American Woman: A Novel

In American Woman, Susan Choi assembles a fictionalized recasting of the notorious 1974 Patty Hearst kidnapping by the Symbionese Liberation Army. On this historical framework, Choi drapes a tale pulsing with immediacy, as we follow the aftermath of a violent shootout and life on the run.

Jenny Shimada, young Japanese-American woman, hides out in upstate New York, on the lam after bombing draft offices in California. Robert Frazer, a former acquaintance in the countercultural movement, finds Jenny and persuades her to aid three younger radical fugitives whom Frazer has smuggled across the country.
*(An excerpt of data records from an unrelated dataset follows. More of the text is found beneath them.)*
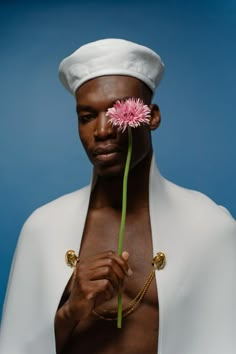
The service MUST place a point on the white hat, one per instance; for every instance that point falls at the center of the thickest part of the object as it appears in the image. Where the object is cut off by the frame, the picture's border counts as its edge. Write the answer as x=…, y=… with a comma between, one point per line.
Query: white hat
x=111, y=57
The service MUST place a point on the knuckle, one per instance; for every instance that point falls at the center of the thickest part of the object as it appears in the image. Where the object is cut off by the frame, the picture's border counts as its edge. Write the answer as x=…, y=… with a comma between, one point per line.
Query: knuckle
x=106, y=270
x=105, y=283
x=110, y=261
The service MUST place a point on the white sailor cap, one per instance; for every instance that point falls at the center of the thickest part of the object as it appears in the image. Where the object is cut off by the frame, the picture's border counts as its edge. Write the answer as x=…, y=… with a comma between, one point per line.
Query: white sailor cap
x=111, y=56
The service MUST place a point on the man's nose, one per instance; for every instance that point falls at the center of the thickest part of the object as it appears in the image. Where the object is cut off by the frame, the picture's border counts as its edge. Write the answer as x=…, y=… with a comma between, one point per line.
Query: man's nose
x=104, y=129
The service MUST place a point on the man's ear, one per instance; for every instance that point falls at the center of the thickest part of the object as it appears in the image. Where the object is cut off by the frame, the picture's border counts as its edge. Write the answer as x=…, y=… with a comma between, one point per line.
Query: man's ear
x=155, y=119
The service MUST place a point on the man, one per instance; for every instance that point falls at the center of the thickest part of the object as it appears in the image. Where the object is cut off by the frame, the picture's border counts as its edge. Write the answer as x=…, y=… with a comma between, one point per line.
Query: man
x=189, y=306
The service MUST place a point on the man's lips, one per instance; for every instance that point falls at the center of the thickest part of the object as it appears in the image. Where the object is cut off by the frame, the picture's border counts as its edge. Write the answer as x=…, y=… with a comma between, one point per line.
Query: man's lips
x=106, y=153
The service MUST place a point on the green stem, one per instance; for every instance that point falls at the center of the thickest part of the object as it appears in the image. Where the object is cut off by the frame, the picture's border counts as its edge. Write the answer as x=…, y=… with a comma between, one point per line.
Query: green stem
x=123, y=217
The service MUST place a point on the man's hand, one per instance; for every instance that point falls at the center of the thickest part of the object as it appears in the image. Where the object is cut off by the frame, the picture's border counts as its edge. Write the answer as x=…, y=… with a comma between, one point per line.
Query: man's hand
x=96, y=280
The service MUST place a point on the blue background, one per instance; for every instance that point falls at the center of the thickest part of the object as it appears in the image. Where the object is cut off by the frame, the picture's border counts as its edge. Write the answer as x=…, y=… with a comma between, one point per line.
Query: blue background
x=41, y=157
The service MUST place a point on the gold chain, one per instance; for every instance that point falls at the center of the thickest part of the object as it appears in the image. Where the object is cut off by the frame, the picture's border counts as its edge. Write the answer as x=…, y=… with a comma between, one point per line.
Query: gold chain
x=112, y=315
x=158, y=262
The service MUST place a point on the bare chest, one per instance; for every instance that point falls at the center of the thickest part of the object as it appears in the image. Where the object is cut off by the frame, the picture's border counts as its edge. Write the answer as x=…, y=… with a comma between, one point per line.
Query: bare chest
x=101, y=233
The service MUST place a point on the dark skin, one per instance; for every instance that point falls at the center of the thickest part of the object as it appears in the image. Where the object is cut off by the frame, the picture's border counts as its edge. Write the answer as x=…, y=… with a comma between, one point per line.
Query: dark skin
x=101, y=273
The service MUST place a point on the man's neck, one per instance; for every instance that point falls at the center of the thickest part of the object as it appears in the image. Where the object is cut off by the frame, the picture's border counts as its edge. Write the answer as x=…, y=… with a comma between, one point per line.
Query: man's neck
x=107, y=192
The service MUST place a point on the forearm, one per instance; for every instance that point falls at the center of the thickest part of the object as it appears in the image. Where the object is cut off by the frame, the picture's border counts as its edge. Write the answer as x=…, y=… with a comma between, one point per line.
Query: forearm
x=64, y=327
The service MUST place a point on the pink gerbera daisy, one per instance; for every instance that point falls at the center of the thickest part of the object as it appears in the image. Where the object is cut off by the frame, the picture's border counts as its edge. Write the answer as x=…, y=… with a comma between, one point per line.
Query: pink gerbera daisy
x=131, y=112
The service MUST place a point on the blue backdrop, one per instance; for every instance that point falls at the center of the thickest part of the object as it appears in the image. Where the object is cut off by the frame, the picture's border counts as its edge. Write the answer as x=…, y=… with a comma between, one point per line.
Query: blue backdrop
x=41, y=156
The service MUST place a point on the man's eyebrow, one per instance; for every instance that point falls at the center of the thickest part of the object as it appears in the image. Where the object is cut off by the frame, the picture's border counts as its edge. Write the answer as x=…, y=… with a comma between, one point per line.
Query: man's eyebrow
x=81, y=107
x=121, y=99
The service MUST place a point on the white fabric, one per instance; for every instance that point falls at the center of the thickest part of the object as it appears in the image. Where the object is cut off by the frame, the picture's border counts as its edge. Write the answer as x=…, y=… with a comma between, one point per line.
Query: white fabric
x=111, y=56
x=196, y=289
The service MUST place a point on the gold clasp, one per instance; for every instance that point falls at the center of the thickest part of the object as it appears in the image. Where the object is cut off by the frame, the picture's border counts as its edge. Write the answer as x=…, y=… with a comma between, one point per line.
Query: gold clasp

One in particular, Pauline, the granddaughter of a wealthy newspaper magnate in San Francisco, shocked the nation by denouncing her family and espousing the views of her captors. Despite her initial misgivings, Jenny agrees to move into a secluded rural farmhouse with the fugitives, acting as a buffer between the cadre and the outside world, taking care of their needs while they write a book to fund, and further the aims of, the revolution.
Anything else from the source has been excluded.